No lo he contado nunca, pero hoy tengo que escribirlo: cuando ETA decretó la mal llamada tregua, hace algo más de un año, una hija me llamó llorando de emoción. Había pasado demasiado tiempo desde que el coronel de la Guardia Civil del centro de Tres Cantos nos alertó a mi mujer y a mí del hallazgo de un papel incautado en un piso de la banda, en la que se mostraba que nos habían hecho un seguimiento. Jamás quise el victimismo, aunque Mayor Oreja, entonces ministro, me aconsejó una cierta vigilancia. Nunca creí que alguien tan pequeño como yo pudiese servir a los intereses de la banda infame. Pero la tranquilidad familiar sólo regresó con esa segunda tregua, que no sé si era trampa o no. Y ahora…
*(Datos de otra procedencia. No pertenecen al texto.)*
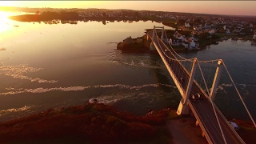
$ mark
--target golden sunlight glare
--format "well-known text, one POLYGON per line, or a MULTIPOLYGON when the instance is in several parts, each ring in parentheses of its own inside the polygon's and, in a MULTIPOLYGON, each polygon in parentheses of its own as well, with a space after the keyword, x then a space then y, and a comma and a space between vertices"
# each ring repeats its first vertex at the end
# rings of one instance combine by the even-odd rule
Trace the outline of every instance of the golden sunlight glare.
POLYGON ((6 12, 0 11, 0 33, 6 30, 10 27, 10 24, 8 23, 8 17, 10 14, 6 12))

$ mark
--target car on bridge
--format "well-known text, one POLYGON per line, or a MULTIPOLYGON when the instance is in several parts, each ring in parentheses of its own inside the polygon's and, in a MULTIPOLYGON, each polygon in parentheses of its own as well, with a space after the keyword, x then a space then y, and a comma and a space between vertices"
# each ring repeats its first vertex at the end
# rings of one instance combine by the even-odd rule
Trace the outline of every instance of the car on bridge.
POLYGON ((185 82, 185 79, 184 79, 183 78, 180 78, 180 79, 181 79, 181 82, 182 82, 182 83, 185 82))
POLYGON ((194 100, 194 102, 198 102, 199 98, 198 95, 197 94, 191 94, 191 98, 194 100))
POLYGON ((231 125, 231 126, 234 128, 234 130, 238 130, 239 127, 238 126, 238 125, 233 122, 229 121, 229 123, 231 125))
POLYGON ((197 93, 196 95, 198 95, 198 99, 201 99, 201 100, 203 99, 203 98, 202 98, 203 96, 202 94, 200 94, 199 93, 197 93))

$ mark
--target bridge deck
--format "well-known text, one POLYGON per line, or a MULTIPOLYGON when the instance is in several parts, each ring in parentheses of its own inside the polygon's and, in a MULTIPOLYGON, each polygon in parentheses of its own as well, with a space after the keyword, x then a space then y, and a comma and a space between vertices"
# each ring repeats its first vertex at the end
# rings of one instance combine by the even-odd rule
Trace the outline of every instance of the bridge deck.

Y ahora, esto. La tristeza es infinita, no ya por miedo personal, –¿quién está a salvo de la locura?– sino por el desaliento colectivo. Me equivoqué, acaso, en mi optimismo. Lo hemos hecho mal todos: el Gobierno, malinterpretando los mensajes y no consultando, informando y consensuando; la oposición, ya se sabe: utilizando este asunto como munición electoralista, aferrándose al ‘no’, tapando salidas inevitables (la negociación). Los medios…qué quieren que les diga del papel que hemos jugado, estamos jugando, los medios en general y algunos periodistas en particular, ciertos de nosotros demasiado aferrados a las tesis de los partidos, de esta clase política que acaso ya no merecemos. Algunos líderes sociales, utilizando el combate al terror para hacer partidismo descarado. Y la sociedad, en general, a quien menos se puede culpar, claro, manteniendo un silencio demasiado espeso, que no me atrevo a calificar como el silencio de los corderos.
Lo siento, es lo primero que me sale leyendo y escuchando las primeras reacciones, viendo cómo el presidente no salió ayer a explicarnos las cosas por no sé qué compromisos con no sé qué televisión que le chantajea exigiendo exclusividad. ¿Será todo ello posible?